ミカエルは1人でキング・ヒュドラの猛攻を受ける。
「やれ! ケイデン!」
その言葉を受けて、側面に移動していたケイデンが攻撃を開始する。
『剣聖』ケイデンの攻撃。
人間離れした身体能力は、キング・ヒュドラの首まで飛び上がり、剣を振るう。
A級冒険者が使用する剣は、最高級の品物。 キング・ヒュドラとの戦いも初めてではなく、何度も首を刎ねてきた。 しかし――――
「――――っ!?」とケイデンは奇妙な手ごたえを感じた。
(首が切断できない。頑丈さが通常のキング・ヒュドラとは別物なのか?)
考えてみれば、ダンジョンの主である魔物が出入口付近を徘徊していたのだ。
(通常のソレとは違う。ダンジョン内部で、何か起きているのか?)
ケイデンはそう感じながらも――――今度は本気で『剣聖』の技を振るう。
今度こそ、切断されたキング・ヒュドラの首が1つ落ちる。
しかし、この魔物の首は9つ。切断できたのは、まだ1つだけ――――
まだ防御に集中していたミカエルは、次の指示を出す。
「エリザ、聖水を使え!」
「はい!」と彼女は作ったばかりの聖水をキング・ヒュドラに投げつける。
聖職者が作れる聖水は魔を祓う。 周囲に振りかければ、魔物が寄ってこない。
さらにダンジョンの主と言われる魔物は、魔法陣によって仲間を召喚する。
聖水には、それを阻害する力がある。
加えて、魔物に取っては猛毒だ。 彼女が狙って、投げつけた場所は、ケイデンの攻撃で切断された首の跡。

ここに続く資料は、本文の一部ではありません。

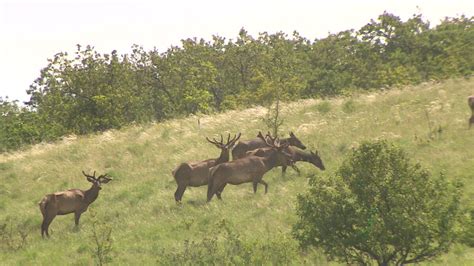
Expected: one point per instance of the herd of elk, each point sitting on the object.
(297, 155)
(251, 160)
(195, 174)
(249, 168)
(243, 147)
(470, 102)
(70, 201)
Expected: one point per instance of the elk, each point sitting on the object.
(70, 201)
(240, 150)
(196, 174)
(247, 169)
(297, 155)
(470, 102)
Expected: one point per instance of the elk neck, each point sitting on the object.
(271, 160)
(91, 194)
(301, 156)
(224, 157)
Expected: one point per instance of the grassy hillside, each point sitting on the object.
(429, 121)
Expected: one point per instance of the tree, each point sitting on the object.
(379, 206)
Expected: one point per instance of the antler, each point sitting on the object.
(220, 144)
(233, 140)
(104, 178)
(90, 178)
(215, 142)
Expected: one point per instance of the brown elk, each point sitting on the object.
(70, 201)
(297, 155)
(196, 174)
(470, 102)
(247, 169)
(240, 150)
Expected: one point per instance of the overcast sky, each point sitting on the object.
(33, 31)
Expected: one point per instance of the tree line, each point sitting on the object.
(89, 92)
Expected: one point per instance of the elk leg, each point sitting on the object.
(45, 225)
(283, 169)
(77, 216)
(178, 195)
(219, 191)
(255, 183)
(265, 184)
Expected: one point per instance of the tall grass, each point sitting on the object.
(429, 121)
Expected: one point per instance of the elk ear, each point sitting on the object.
(259, 153)
(89, 177)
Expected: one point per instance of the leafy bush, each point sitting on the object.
(379, 206)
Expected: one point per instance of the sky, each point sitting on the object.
(31, 31)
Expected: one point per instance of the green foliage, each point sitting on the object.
(13, 236)
(140, 206)
(91, 92)
(101, 238)
(273, 118)
(379, 206)
(226, 247)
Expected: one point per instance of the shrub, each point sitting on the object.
(379, 206)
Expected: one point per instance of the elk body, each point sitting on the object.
(196, 174)
(240, 150)
(470, 102)
(70, 201)
(297, 155)
(247, 169)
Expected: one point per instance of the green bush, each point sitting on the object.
(227, 247)
(379, 206)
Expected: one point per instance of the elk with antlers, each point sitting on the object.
(247, 169)
(70, 201)
(196, 174)
(243, 147)
(297, 155)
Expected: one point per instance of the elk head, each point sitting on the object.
(316, 160)
(282, 156)
(97, 181)
(227, 146)
(294, 141)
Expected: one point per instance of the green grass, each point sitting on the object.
(149, 227)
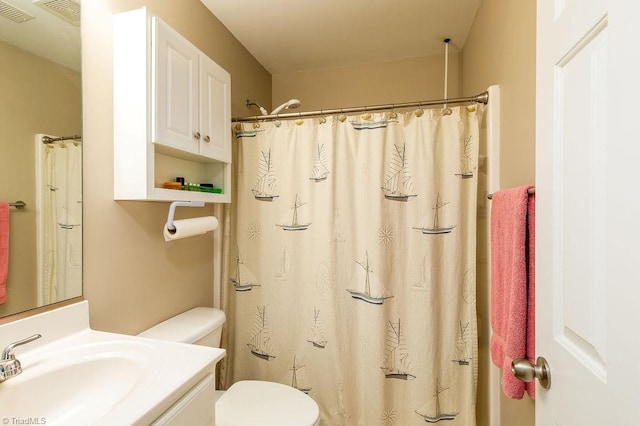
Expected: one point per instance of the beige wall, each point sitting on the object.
(500, 50)
(132, 277)
(38, 96)
(408, 80)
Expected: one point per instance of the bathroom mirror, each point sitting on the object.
(41, 87)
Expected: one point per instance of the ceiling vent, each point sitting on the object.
(69, 10)
(11, 12)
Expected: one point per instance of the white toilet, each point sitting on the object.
(272, 404)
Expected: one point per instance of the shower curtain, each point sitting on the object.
(352, 264)
(60, 221)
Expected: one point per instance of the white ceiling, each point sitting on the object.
(297, 35)
(46, 35)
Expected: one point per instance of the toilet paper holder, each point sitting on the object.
(172, 210)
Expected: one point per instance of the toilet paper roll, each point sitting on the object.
(190, 227)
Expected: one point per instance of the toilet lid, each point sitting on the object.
(251, 402)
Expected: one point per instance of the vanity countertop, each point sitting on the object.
(76, 375)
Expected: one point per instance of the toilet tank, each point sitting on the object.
(200, 326)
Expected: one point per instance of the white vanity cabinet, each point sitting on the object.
(172, 113)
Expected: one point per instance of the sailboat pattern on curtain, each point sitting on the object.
(377, 291)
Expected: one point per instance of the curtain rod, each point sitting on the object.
(482, 98)
(48, 139)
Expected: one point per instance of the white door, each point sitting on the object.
(215, 110)
(175, 89)
(588, 211)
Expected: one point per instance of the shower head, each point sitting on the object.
(290, 104)
(263, 111)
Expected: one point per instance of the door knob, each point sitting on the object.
(523, 370)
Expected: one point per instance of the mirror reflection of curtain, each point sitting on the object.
(60, 220)
(352, 276)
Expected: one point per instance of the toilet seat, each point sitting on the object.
(254, 402)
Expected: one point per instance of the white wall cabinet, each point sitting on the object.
(172, 113)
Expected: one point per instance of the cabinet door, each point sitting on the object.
(175, 90)
(215, 114)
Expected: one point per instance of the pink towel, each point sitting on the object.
(510, 272)
(4, 250)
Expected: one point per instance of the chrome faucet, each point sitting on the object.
(9, 365)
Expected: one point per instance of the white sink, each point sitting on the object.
(92, 377)
(78, 385)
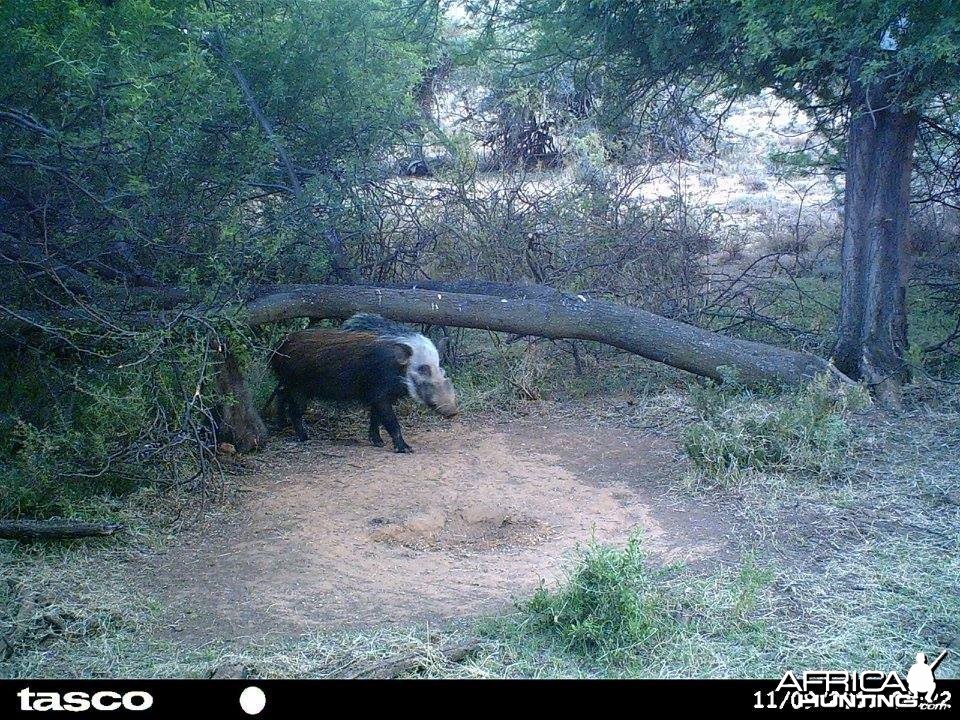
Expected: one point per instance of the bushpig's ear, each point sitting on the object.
(404, 353)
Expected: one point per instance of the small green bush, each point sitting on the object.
(611, 606)
(803, 431)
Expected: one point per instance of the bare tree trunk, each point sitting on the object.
(238, 421)
(53, 529)
(872, 331)
(674, 343)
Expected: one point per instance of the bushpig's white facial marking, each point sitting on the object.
(425, 379)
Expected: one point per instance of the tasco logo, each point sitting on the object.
(82, 702)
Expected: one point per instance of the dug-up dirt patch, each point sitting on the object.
(334, 534)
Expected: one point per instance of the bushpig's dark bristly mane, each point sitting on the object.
(363, 367)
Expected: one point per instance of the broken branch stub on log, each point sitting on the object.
(671, 342)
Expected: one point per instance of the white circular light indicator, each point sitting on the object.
(252, 700)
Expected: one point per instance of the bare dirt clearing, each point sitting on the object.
(335, 533)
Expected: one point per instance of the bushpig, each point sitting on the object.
(426, 378)
(358, 366)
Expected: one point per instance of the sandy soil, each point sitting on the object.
(335, 534)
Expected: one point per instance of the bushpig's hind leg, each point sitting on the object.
(375, 422)
(389, 420)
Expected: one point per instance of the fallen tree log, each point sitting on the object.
(53, 529)
(671, 342)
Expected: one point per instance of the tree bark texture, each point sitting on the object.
(564, 316)
(872, 333)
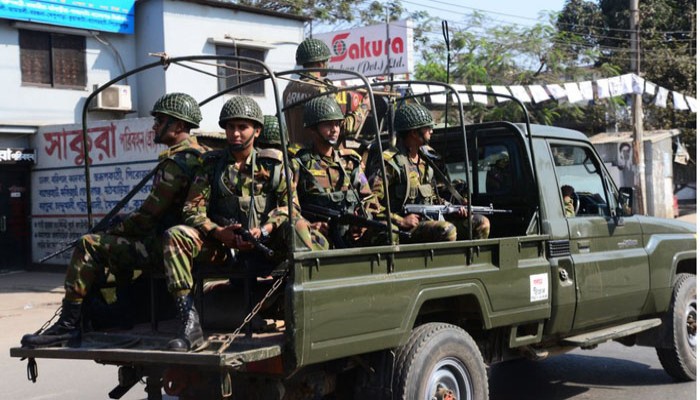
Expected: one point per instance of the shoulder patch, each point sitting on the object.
(213, 156)
(273, 154)
(293, 149)
(388, 154)
(350, 153)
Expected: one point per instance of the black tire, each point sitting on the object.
(680, 360)
(440, 356)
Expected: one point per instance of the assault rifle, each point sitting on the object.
(437, 212)
(244, 233)
(314, 213)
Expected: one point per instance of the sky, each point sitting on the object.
(520, 12)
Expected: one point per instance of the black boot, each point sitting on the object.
(65, 330)
(189, 335)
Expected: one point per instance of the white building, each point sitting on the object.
(47, 71)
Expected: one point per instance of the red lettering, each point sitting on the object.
(339, 47)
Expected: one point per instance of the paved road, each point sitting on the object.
(610, 372)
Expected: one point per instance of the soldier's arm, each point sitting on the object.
(194, 211)
(280, 215)
(170, 181)
(378, 191)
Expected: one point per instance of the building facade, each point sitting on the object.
(47, 71)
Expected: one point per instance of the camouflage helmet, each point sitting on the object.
(270, 134)
(412, 116)
(321, 109)
(312, 50)
(179, 105)
(242, 107)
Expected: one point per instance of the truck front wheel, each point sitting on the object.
(440, 361)
(680, 361)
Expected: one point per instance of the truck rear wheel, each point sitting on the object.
(440, 361)
(680, 360)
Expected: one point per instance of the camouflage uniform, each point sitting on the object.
(221, 190)
(339, 183)
(136, 241)
(310, 51)
(411, 183)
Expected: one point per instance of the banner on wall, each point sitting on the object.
(121, 153)
(372, 50)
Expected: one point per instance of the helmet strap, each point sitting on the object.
(238, 147)
(163, 130)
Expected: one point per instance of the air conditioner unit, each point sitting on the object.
(113, 98)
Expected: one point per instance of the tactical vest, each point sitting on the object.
(251, 210)
(174, 216)
(402, 192)
(343, 197)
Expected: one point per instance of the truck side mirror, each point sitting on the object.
(625, 201)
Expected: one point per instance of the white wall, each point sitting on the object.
(31, 105)
(176, 27)
(187, 27)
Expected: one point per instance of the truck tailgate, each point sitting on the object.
(124, 348)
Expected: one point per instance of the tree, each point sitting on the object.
(668, 49)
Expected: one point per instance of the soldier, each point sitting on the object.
(136, 241)
(240, 184)
(567, 194)
(411, 181)
(313, 53)
(499, 178)
(270, 136)
(333, 178)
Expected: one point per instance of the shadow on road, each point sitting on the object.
(567, 376)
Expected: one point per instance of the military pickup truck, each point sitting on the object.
(424, 321)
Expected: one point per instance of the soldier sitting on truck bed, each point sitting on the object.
(411, 181)
(313, 53)
(329, 178)
(238, 200)
(136, 241)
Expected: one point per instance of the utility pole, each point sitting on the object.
(637, 114)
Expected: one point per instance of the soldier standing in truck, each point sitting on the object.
(411, 181)
(136, 241)
(239, 184)
(334, 178)
(313, 53)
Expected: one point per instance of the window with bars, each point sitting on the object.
(236, 72)
(52, 59)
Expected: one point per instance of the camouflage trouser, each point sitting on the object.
(432, 231)
(184, 246)
(119, 255)
(481, 227)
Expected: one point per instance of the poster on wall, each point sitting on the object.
(371, 50)
(98, 15)
(121, 153)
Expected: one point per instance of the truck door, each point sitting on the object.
(610, 263)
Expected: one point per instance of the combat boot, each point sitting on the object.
(64, 331)
(190, 335)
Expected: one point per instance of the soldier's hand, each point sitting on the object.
(226, 235)
(409, 222)
(321, 227)
(242, 244)
(462, 212)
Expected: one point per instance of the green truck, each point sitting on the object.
(423, 321)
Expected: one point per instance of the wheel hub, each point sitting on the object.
(449, 381)
(691, 322)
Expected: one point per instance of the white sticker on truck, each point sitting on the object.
(539, 287)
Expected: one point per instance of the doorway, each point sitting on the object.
(14, 218)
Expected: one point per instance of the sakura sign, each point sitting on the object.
(372, 50)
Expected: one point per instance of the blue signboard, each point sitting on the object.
(97, 15)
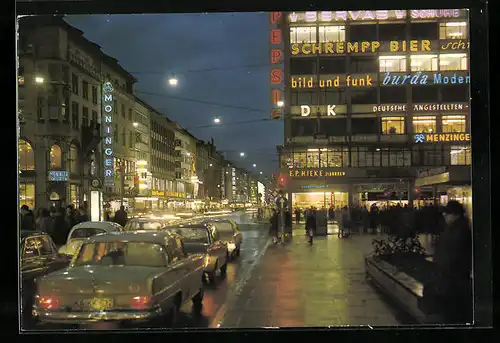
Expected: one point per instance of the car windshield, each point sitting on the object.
(121, 253)
(191, 234)
(143, 225)
(86, 232)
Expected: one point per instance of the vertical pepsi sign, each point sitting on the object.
(276, 58)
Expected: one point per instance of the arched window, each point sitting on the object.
(26, 156)
(55, 157)
(73, 158)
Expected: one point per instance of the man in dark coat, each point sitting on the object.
(451, 289)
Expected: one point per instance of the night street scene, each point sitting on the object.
(245, 170)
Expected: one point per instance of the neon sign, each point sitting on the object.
(420, 78)
(107, 120)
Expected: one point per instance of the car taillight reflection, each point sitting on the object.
(48, 302)
(140, 303)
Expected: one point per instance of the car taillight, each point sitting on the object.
(48, 302)
(140, 303)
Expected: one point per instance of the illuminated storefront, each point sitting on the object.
(371, 98)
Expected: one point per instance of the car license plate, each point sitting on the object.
(98, 304)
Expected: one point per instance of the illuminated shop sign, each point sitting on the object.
(107, 120)
(420, 78)
(360, 47)
(336, 82)
(422, 107)
(58, 175)
(442, 137)
(314, 173)
(276, 72)
(328, 16)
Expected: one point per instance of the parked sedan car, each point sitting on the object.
(145, 223)
(38, 257)
(132, 278)
(204, 238)
(80, 232)
(229, 232)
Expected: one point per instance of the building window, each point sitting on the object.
(393, 125)
(424, 63)
(75, 116)
(85, 116)
(424, 124)
(392, 64)
(453, 61)
(303, 34)
(74, 83)
(27, 194)
(94, 95)
(73, 158)
(55, 157)
(453, 30)
(331, 34)
(453, 123)
(460, 156)
(85, 90)
(26, 156)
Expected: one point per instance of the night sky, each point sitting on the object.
(154, 47)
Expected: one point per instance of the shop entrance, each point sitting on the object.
(319, 199)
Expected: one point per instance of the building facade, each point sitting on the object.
(372, 99)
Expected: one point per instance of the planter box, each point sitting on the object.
(400, 287)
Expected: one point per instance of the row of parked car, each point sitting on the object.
(142, 273)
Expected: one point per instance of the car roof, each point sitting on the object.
(137, 236)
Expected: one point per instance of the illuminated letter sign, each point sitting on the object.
(442, 137)
(107, 121)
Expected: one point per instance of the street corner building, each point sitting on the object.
(86, 139)
(376, 107)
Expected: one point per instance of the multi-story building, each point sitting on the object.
(61, 75)
(372, 99)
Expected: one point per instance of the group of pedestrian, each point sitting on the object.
(56, 221)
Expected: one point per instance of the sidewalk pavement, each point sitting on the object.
(296, 284)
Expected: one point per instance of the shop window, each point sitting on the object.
(453, 30)
(453, 123)
(302, 66)
(332, 65)
(453, 62)
(392, 64)
(421, 31)
(424, 63)
(364, 65)
(366, 96)
(424, 124)
(362, 32)
(26, 156)
(424, 93)
(455, 93)
(388, 32)
(73, 158)
(393, 95)
(74, 195)
(332, 97)
(334, 126)
(27, 194)
(364, 126)
(331, 34)
(393, 125)
(460, 156)
(303, 34)
(55, 157)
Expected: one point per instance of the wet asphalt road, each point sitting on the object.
(218, 298)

キング・ヒュドラの超回復能力だが、聖水に濡れて回復速度が目に見えて低下していく。
首を切断され、聖水と言われる猛毒を投げつけられ、魔物は怒る。
怒りのまま、顎を開いた。
「来るぞ、毒属性の範囲魔法だ……レイン」
彼女に不信感を持ち始めていたミカエルだったが、今は戦いの最中だ。感情を振り払って指示を飛ばす。
「はいはい、既に狙いは――――定めているわ」
彼女は弓兵。 それも『高弓兵』と言われる特別職。
矢を速射――――キング・ヒュドラの残された8つの口に次々に射抜いていく。
「これはついでよ!」と彼女はさらに、その目を正確に射抜き始めた。
8つの口に16の目。 合計24の箇所に命中させてみせる。
「す、凄い……これがA級冒険者の戦い方ですか」
そう呟くオリビアの声。 それはミカエルの耳に届いていたみたいだ。
「君も、その一員だ。さぁ……とどめを!」
「は、はい! では!」と彼女は詠唱を始めた。
「詠唱 雷霆の力を我に与え 今こそ地の落ちろ――――落雷撃」
詠唱にミカエル以外の仲間たちは、一瞬だけ動きを止めた。
その詠唱と魔法は、かつて追放した仲間が使用していた魔法と同じもの。
そして、その威力は――――
轟音が響き、ダンジョン内で魔法の雷が魔物を貫き、全身を焼き焦がした。
その魔法の威力を知る彼等は、勝利を確信した。
「勝ちましたね……それにしても、どうしてダンジョンの主がこんな所で?」
エリザが警戒しながら、倒したキング・ヒュドラに近づく。
間違いなく絶命している。 それを確認するのと、素材を取るためだ。
それぞれが素材を採取する間、この奇妙な出来事の原因が何か? それを探っている。
高額で冒険者ギルドに売れる素材を採取し終えると――――
「――――これは想像だが」とミカエルは口を開いた。
「このキング・ヒュドラは、主の座から追われて、逃げ出した個体ではないのか?」
「待て」と彼の意見に口を出したのはケイデンだ。 彼が自分の意見を言うのは非常に珍しいことだ。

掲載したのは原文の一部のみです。